Attention à tes mots
« Attention à tes mots. Qu'ils serrent l'expérience au plus près – et ils ne la serreront jamais d'assez près. Ne cède jamais à l'assurance; le moindre effet de talent, la moindre facilité de style qui sur l'instant te détend, et c'est le faux pas. Léger faux pas, mais que d'autres suivront, qui finiront par te détourner du chemin. Alors, après les faux-semblants, tu connaîtras le trouble, puis le dégoût, puis... » J.-Ph. Domecq, Une affaire de présence, Le Castor Astral, 1984
Il y a dans cette citation quelque chose d'essentiel pour moi. L'écriture doit serrer au plus près le vivant, l'énigme derrière ce qu'on voit, à l'extérieur et à l'intérieur. Ne pas céder à la tentation de créer un style.

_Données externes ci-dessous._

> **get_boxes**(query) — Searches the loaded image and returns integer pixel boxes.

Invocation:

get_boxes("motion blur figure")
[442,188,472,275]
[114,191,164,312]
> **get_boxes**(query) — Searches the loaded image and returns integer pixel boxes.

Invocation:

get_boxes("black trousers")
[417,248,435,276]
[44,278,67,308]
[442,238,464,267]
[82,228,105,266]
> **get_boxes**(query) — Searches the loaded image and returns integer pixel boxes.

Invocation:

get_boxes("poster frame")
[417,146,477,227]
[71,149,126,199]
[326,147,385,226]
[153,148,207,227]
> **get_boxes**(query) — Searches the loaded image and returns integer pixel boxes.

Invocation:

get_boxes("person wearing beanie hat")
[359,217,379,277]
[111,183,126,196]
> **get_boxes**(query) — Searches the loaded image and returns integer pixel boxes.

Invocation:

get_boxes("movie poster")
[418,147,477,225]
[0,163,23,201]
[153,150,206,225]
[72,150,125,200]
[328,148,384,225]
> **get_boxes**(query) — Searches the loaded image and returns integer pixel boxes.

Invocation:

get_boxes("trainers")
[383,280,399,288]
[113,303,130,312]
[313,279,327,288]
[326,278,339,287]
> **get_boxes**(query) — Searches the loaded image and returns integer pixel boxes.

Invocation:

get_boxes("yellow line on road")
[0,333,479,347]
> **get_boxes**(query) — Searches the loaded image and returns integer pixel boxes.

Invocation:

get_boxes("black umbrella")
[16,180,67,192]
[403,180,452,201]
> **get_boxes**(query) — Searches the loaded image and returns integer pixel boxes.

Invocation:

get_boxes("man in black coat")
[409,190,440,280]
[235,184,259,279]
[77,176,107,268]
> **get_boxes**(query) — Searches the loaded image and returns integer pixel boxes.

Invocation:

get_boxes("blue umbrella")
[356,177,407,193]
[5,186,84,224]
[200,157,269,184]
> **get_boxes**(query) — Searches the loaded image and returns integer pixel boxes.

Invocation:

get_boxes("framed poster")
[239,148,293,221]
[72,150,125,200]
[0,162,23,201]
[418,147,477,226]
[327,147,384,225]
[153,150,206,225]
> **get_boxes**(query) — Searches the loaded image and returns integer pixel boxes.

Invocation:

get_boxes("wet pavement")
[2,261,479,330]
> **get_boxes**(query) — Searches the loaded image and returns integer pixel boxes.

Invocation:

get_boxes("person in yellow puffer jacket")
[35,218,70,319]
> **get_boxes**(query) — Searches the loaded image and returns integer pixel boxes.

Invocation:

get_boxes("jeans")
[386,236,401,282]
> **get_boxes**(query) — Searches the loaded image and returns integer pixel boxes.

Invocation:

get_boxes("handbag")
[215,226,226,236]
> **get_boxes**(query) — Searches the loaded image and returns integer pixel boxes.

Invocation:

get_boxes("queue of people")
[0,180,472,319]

Lors de l'expérience du modelage, le va-et-vient incessant des yeux qui vont du modèle vers la terre, de la terre au modèle, conduit les mains. Il faut tout voir, même ce qui est derrière, tout saisir dans le même temps, car si l'on s'attache à un détail, l'ensemble sera déséquilibré. Le regard cherche à saisir la structure interne du corps, la charpente de l'être. L'écriture doit dire ce qui est essentiellement humain dans ce qu'on voit, cela signifie qu'il est vain de s'attarder sur une image furtive, l'éphémère conduisant à une impression fugace, au doute et à la confusion. L'écrivain qui maîtrise l'art d'écrire connaît les arcanes de l'existence, pour les avoir arpentés en aveugle pendant des années. Ce qu'il découvre progressivement revêt le caractère de lois immuables. Une fois qu'il les sait présentes, il leur donne la couleur de l'existence. C'est ainsi qu'un même lieu peut être perçu en vide ou en plein, il se teinte de mélancolie ou de joie, selon la vibration intérieure.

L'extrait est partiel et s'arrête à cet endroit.